Ça sent la rentrée… Le soleil, narquois, nous envoie ses derniers rayons. Les festivals se terminent en fanfare ou/et sous la pluie. On ne peut pas s’extasier éternellement sur les sets de LCD Soundsystem, Arcade Fire et consort… Il faut repartir de l’avant, se remettre au travail, recommencer à écouter des disques, enfin ce n’est pas le pire… Bref, quoi de mieux pour se remettre d’aplomb, qu’un bon album franc du collier, bien rock, un album de djeuns… Arrive à la rescousse le deuxième album (enfin!) des londoniens de Klaxons, Surfing the Void.
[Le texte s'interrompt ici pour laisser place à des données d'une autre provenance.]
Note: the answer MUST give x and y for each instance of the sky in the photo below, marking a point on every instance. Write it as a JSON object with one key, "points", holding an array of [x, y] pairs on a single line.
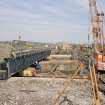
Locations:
{"points": [[45, 20]]}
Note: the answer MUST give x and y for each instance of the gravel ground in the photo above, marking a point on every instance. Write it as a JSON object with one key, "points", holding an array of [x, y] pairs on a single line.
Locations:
{"points": [[43, 91]]}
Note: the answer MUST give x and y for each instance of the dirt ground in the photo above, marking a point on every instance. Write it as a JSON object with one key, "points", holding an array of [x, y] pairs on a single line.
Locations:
{"points": [[43, 91]]}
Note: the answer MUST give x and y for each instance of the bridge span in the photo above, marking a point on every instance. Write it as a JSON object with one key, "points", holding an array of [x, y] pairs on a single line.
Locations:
{"points": [[20, 61]]}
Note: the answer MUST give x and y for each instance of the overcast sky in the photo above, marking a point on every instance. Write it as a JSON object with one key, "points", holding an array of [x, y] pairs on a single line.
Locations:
{"points": [[45, 20]]}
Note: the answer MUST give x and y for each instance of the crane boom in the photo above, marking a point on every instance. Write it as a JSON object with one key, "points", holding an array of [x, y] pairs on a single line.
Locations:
{"points": [[97, 32]]}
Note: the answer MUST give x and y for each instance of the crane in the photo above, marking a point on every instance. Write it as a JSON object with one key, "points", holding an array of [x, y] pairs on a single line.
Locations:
{"points": [[97, 31]]}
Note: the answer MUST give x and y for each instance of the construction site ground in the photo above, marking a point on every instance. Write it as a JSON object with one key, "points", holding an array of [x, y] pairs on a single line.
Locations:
{"points": [[43, 91]]}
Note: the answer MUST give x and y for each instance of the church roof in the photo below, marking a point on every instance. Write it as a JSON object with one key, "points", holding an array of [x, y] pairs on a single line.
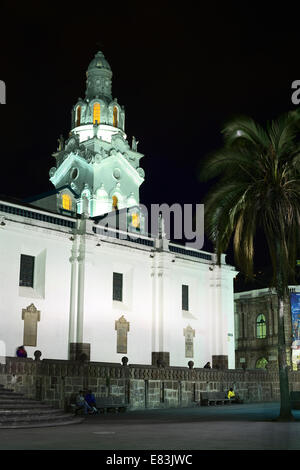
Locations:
{"points": [[99, 62]]}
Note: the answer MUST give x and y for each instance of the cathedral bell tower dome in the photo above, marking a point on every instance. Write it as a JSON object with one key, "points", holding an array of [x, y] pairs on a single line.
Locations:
{"points": [[96, 161], [99, 77]]}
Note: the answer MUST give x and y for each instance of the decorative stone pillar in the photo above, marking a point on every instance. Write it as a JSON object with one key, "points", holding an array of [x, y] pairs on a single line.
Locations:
{"points": [[122, 328], [31, 317]]}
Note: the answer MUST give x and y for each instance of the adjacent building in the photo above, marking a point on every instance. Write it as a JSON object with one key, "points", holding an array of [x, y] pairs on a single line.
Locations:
{"points": [[256, 328]]}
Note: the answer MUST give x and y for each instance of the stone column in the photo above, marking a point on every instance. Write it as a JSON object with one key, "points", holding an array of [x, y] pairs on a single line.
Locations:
{"points": [[73, 292], [158, 295]]}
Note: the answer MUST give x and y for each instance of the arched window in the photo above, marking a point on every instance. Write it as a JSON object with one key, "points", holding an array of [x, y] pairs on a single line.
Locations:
{"points": [[135, 220], [78, 116], [261, 327], [66, 202], [96, 113], [115, 117], [115, 202], [261, 363]]}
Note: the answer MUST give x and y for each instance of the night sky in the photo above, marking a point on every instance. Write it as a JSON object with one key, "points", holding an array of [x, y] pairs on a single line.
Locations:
{"points": [[181, 71]]}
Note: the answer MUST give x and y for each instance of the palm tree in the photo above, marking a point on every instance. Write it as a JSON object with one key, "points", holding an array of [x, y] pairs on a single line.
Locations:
{"points": [[258, 188]]}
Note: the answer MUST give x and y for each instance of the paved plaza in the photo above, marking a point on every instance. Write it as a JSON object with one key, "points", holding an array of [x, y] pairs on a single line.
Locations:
{"points": [[228, 427]]}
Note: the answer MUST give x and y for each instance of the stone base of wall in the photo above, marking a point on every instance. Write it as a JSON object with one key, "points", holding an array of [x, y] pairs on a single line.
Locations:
{"points": [[220, 362], [161, 359], [80, 352], [139, 386]]}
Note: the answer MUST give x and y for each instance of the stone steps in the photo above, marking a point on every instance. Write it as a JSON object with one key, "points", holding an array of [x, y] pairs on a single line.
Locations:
{"points": [[18, 411]]}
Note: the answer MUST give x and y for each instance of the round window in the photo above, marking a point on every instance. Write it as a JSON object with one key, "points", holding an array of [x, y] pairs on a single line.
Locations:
{"points": [[74, 173], [117, 173]]}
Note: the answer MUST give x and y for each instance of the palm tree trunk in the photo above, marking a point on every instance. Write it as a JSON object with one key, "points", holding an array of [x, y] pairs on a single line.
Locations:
{"points": [[281, 288]]}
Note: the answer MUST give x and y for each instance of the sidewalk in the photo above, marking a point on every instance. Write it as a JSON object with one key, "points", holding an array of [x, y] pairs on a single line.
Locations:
{"points": [[228, 427]]}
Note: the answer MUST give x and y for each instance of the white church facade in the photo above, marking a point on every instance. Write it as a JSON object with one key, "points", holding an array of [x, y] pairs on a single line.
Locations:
{"points": [[69, 287]]}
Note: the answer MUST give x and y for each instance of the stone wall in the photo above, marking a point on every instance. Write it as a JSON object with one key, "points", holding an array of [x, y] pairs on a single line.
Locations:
{"points": [[56, 381]]}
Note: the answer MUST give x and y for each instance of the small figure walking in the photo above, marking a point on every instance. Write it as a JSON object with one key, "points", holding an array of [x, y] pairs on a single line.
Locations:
{"points": [[21, 352]]}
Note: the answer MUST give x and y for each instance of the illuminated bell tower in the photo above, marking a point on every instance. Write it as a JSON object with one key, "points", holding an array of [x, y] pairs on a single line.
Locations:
{"points": [[96, 161]]}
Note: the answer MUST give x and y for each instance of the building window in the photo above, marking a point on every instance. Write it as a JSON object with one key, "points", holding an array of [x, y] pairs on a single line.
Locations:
{"points": [[26, 271], [261, 363], [115, 117], [118, 287], [185, 297], [135, 220], [66, 202], [261, 327], [78, 116], [96, 113]]}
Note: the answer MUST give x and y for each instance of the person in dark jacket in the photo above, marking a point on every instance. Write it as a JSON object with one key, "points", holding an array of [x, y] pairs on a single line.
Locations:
{"points": [[21, 352]]}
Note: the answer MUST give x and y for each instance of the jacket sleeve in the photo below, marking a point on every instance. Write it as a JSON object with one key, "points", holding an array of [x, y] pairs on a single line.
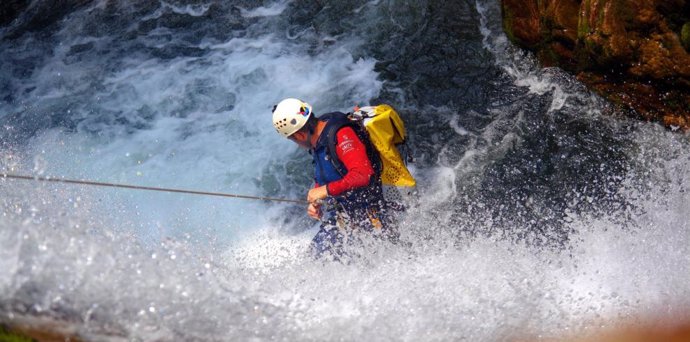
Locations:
{"points": [[353, 154]]}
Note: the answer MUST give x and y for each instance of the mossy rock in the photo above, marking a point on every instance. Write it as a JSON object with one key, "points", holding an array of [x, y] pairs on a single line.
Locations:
{"points": [[7, 335], [685, 36]]}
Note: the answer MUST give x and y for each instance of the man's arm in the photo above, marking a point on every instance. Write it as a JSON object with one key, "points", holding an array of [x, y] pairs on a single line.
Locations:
{"points": [[353, 154]]}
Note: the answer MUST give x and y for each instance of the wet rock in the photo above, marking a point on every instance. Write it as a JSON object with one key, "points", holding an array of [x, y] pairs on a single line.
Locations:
{"points": [[10, 9], [32, 16], [634, 52]]}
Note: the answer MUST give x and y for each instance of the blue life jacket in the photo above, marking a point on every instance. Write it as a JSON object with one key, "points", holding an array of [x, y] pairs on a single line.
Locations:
{"points": [[328, 168]]}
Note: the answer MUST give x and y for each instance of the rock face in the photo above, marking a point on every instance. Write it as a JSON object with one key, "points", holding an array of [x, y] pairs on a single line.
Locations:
{"points": [[10, 9], [633, 52]]}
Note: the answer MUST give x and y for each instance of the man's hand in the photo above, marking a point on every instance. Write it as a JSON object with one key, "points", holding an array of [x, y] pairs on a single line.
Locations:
{"points": [[314, 211], [317, 194]]}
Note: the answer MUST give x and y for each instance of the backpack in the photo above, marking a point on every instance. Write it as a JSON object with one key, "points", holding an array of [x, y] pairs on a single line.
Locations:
{"points": [[387, 133]]}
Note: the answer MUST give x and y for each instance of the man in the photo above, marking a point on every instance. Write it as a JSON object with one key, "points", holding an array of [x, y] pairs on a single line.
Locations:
{"points": [[346, 173]]}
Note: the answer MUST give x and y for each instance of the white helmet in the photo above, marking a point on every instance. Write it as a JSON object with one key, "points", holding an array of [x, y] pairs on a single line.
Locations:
{"points": [[290, 115]]}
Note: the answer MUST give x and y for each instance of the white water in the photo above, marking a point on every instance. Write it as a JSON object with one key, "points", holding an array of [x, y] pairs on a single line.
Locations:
{"points": [[172, 267]]}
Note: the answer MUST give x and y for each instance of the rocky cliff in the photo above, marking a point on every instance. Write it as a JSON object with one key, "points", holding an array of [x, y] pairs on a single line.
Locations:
{"points": [[632, 52]]}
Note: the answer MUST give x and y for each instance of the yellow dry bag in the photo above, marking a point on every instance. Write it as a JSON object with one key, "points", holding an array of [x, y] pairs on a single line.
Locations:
{"points": [[386, 131]]}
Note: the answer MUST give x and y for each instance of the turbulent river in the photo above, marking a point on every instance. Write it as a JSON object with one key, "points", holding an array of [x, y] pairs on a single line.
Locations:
{"points": [[540, 211]]}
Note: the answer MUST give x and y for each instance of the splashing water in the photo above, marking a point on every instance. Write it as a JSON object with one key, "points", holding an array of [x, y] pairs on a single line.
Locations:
{"points": [[537, 216]]}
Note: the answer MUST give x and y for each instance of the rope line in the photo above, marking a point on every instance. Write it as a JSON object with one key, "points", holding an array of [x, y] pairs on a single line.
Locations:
{"points": [[149, 188]]}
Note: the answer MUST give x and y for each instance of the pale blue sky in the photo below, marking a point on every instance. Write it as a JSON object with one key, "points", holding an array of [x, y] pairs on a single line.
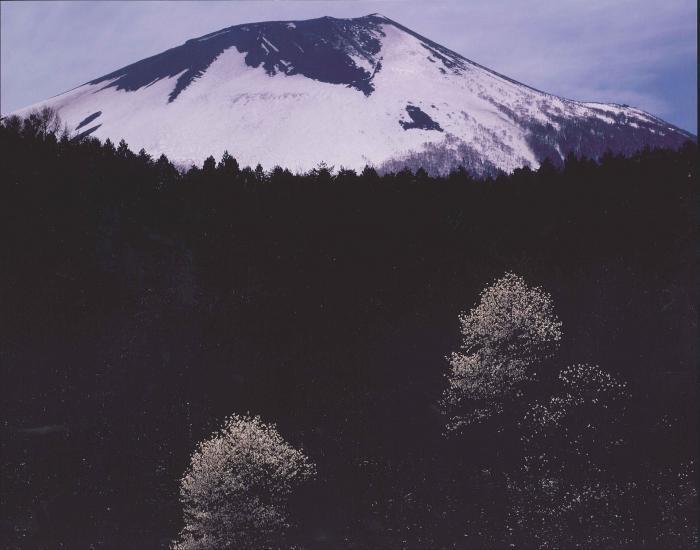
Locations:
{"points": [[640, 52]]}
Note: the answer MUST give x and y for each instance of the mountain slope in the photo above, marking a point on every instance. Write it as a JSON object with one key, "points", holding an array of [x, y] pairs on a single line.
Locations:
{"points": [[348, 92]]}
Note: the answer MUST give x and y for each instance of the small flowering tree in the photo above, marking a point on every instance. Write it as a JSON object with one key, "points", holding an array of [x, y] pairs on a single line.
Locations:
{"points": [[504, 338], [566, 495], [235, 491]]}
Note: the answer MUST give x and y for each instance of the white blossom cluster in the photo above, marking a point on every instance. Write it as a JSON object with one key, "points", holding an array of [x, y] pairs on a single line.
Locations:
{"points": [[511, 330], [568, 423], [235, 490]]}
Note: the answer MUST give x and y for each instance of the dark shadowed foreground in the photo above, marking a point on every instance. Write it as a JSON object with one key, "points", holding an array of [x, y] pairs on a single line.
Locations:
{"points": [[141, 307]]}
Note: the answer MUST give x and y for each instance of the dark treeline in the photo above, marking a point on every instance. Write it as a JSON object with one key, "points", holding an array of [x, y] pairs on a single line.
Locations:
{"points": [[141, 305]]}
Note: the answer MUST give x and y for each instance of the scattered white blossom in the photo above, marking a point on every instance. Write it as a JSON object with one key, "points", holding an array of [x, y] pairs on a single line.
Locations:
{"points": [[235, 490], [504, 338]]}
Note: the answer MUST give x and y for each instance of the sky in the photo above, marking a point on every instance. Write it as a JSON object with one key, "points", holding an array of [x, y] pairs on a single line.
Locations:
{"points": [[639, 52]]}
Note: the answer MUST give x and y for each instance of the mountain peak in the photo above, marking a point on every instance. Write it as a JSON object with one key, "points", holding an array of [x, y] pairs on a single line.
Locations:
{"points": [[349, 92]]}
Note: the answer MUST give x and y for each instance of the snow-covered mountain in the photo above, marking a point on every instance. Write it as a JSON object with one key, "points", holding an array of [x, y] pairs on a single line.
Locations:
{"points": [[348, 92]]}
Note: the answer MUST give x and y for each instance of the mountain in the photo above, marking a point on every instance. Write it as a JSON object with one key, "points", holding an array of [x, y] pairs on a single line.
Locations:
{"points": [[348, 92]]}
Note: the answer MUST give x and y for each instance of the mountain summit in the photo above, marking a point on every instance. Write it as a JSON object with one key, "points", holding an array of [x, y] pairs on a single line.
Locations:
{"points": [[349, 92]]}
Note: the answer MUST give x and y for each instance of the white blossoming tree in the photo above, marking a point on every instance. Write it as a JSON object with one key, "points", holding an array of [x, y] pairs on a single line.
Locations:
{"points": [[510, 332], [566, 496], [235, 491]]}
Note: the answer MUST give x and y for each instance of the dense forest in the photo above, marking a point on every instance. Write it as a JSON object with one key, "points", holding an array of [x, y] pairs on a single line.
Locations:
{"points": [[143, 305]]}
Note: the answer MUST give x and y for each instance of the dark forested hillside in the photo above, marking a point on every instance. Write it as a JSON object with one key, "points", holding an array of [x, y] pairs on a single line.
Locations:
{"points": [[141, 306]]}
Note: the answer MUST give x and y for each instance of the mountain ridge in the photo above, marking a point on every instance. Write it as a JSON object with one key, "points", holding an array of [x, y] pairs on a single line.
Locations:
{"points": [[349, 92]]}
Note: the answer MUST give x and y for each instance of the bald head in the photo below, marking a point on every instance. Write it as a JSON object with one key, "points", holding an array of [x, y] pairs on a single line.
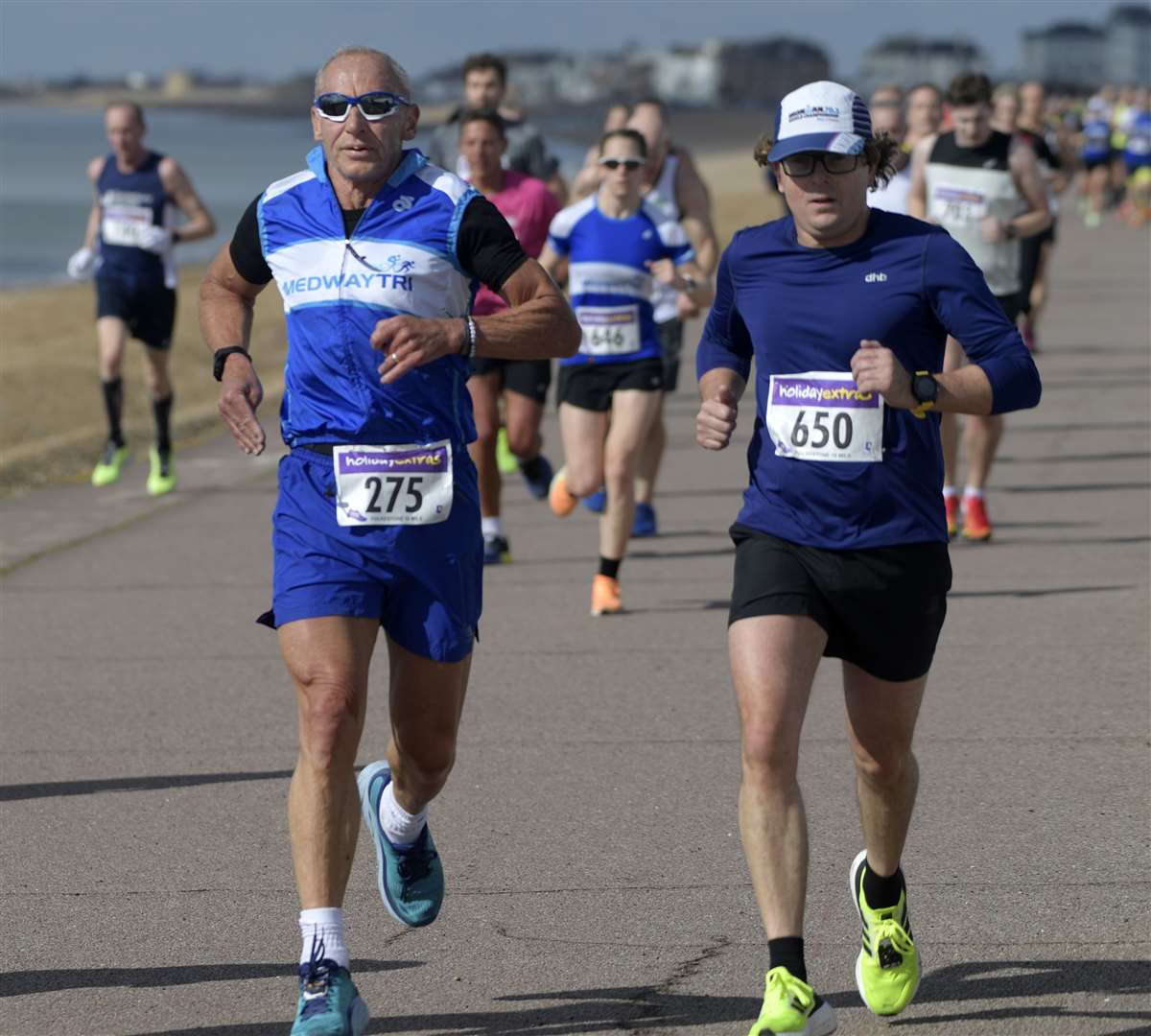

Oui le décor est planté, ne nous voilons pas la face, chez ces gens là on est pas vraiment dans la subtilité mais ça fait du bien de temps en temps… Surtout que les quatre larrons le font plutôt bien… Il faut dire qu’on n’avait plus beaucoup d’illusions après le visionnage du clip de Echoes… Des mecs qui dévalent des dunes en courant quand ils ne sont pas occupés à jouer de la guitare (électrique !) au milieu d’un désert de sable… Une sorte de copier-coller (assez déconcertant d’ailleurs) du clip de Human des Killers, côté légèreté ceux-là ne sont pas des gens très fréquentables, par contre pour ce qui est de faire des tubes pompiers ils savent y faire et les Klaxons semblent l’avoir bien compris…

Pompier oui, mais pompier rock, plus rock et plus psychédélique que leur précédent album Myths Of The Near Future et ses refrains plutôt pop. Et pour cause il se trouve que c’est Ross Robinson (Slipknot, Korn etc) qui a fini par les produire. En effet, l’album aurait mis du temps à venir au monde en raison de différences entre les aspirations du groupe et celles de la maison de disques… Mais il a fini par arriver comme tout bon Beaujolais nouveau avec qui il partage quelques caractéristiques assez troublantes.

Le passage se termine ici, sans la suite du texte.